Micky Dolenz, of The Monkees, sues the FBI for access to the group’s personal files
Micky Dolenz, the lone surviving member of the Monkees, is suing the FBI for withholding records that may pertain to him, his deceased bandmates, or the Monkees themselves.
On Tuesday, August 30th, the band member filed a lawsuit through his attorney, Mark Zaid, demanding disclosure of records related to the band and its members from the Department of Justice.
Dolenz had previously tried to obtain the materials by filing a Freedom of Information Act request, which grants the public access to records held by any government agency. This information was first revealed by Rolling Stone. Dolenz is still waiting for a reply.
The Monkees were the subject of an FBI probe into anti-Vietnam War sentiment in 1967. Official FBI documents with redactions include reports from an agent who was there for the concert.

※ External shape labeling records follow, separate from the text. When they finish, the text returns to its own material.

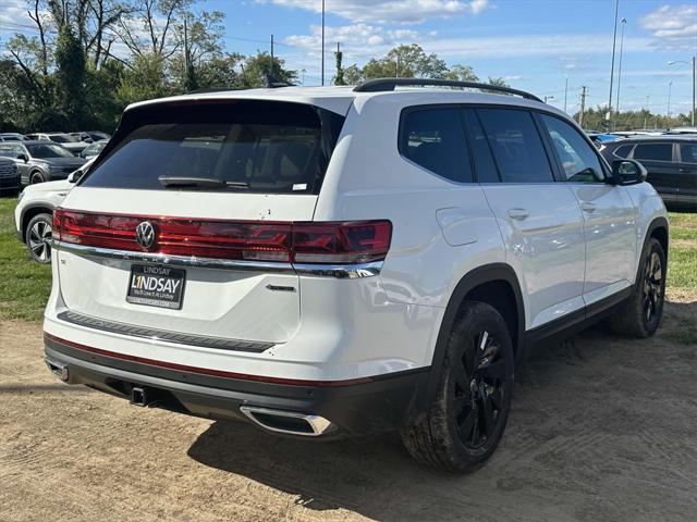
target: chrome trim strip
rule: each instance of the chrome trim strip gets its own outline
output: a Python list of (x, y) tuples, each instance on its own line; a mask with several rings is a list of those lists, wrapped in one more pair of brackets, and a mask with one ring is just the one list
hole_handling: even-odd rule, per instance
[(54, 250), (90, 256), (97, 258), (119, 259), (139, 263), (169, 264), (172, 266), (197, 266), (204, 269), (237, 270), (253, 272), (271, 272), (284, 274), (311, 275), (318, 277), (337, 277), (339, 279), (357, 279), (372, 277), (382, 270), (383, 261), (371, 261), (358, 264), (313, 264), (313, 263), (276, 263), (268, 261), (242, 261), (233, 259), (197, 258), (193, 256), (169, 256), (166, 253), (135, 252), (111, 248), (88, 247), (51, 240)]
[(382, 270), (383, 261), (372, 261), (359, 264), (293, 264), (299, 275), (316, 275), (321, 277), (337, 277), (339, 279), (357, 279), (372, 277)]
[(111, 248), (87, 247), (72, 243), (52, 241), (56, 250), (77, 253), (80, 256), (93, 256), (97, 258), (120, 259), (123, 261), (137, 261), (139, 263), (170, 264), (173, 266), (199, 266), (204, 269), (264, 271), (294, 273), (291, 263), (270, 263), (266, 261), (242, 261), (233, 259), (197, 258), (195, 256), (169, 256), (167, 253), (135, 252), (131, 250), (117, 250)]
[(148, 339), (154, 343), (176, 343), (179, 345), (197, 346), (200, 348), (246, 351), (250, 353), (261, 353), (274, 346), (273, 343), (262, 343), (258, 340), (228, 339), (223, 337), (211, 337), (208, 335), (192, 335), (180, 332), (149, 328), (146, 326), (135, 326), (132, 324), (119, 323), (117, 321), (93, 318), (72, 310), (60, 312), (58, 314), (58, 319), (85, 328)]
[[(295, 411), (272, 410), (270, 408), (259, 408), (256, 406), (241, 406), (240, 411), (242, 411), (242, 413), (244, 413), (246, 417), (252, 419), (252, 421), (254, 421), (256, 424), (264, 427), (265, 430), (269, 430), (271, 432), (277, 432), (277, 433), (303, 435), (305, 437), (318, 437), (327, 433), (327, 431), (330, 427), (333, 427), (333, 424), (329, 420), (325, 419), (323, 417), (311, 415), (307, 413), (297, 413)], [(273, 415), (273, 417), (288, 417), (291, 419), (299, 419), (305, 421), (313, 432), (311, 433), (296, 432), (293, 430), (283, 430), (281, 427), (269, 426), (268, 424), (265, 424), (259, 419), (257, 419), (255, 417), (255, 413), (261, 413), (261, 414)]]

“‘The Monkees’ concert was using a device in the form of a screen set up behind the performers who played certain instruments and sang as a ‘combo.’ During the concert, subliminal messages were depicted on the screen which in the opinion of (name redacted), constituted ‘left-wing innovations of a political nature,'” the file reads. “These messages and pictures were flashes of riots in Berkeley, anti-U.S. messages on the war in Vietnam, racial riots in Selma Alabama, and similar messages which had received unfavorable response from the audience.”
Lawyer for Dolenz told USA Today the lawsuit “seeks to expose why the FBI was monitoring the Monkees and/or its individual members.”
He continued, “We know the mid-to-late 1960s saw the FBI surveil Hollywood anti-war advocates and those who represented the counter-culture of the flower/hippie/drug use movement.” And the Monkees were right in the middle of it, hanging out with musicians like Jimi Hendrix and John Lennon, who were also targets of the FBI’s Project Mockingbird.
Moreover, he believes the FBI should “reveal its secret Monkees files and help the public learn more about an important era of American history.”
The band became well-known after the premiere of their smash NBC series “The Monkees,” on September 12, 1966. They went on to have a string of Top 40 hits, including “Daydream Believer,” “That Was Then, This Is Now,” and “I’m a Believer.” and to record additional albums. After two years of no new episodes, the band finally disbanded in 1970.
Bandmates included Dolenz, Davy Jones, Peter Tork, and Michael Nesmith.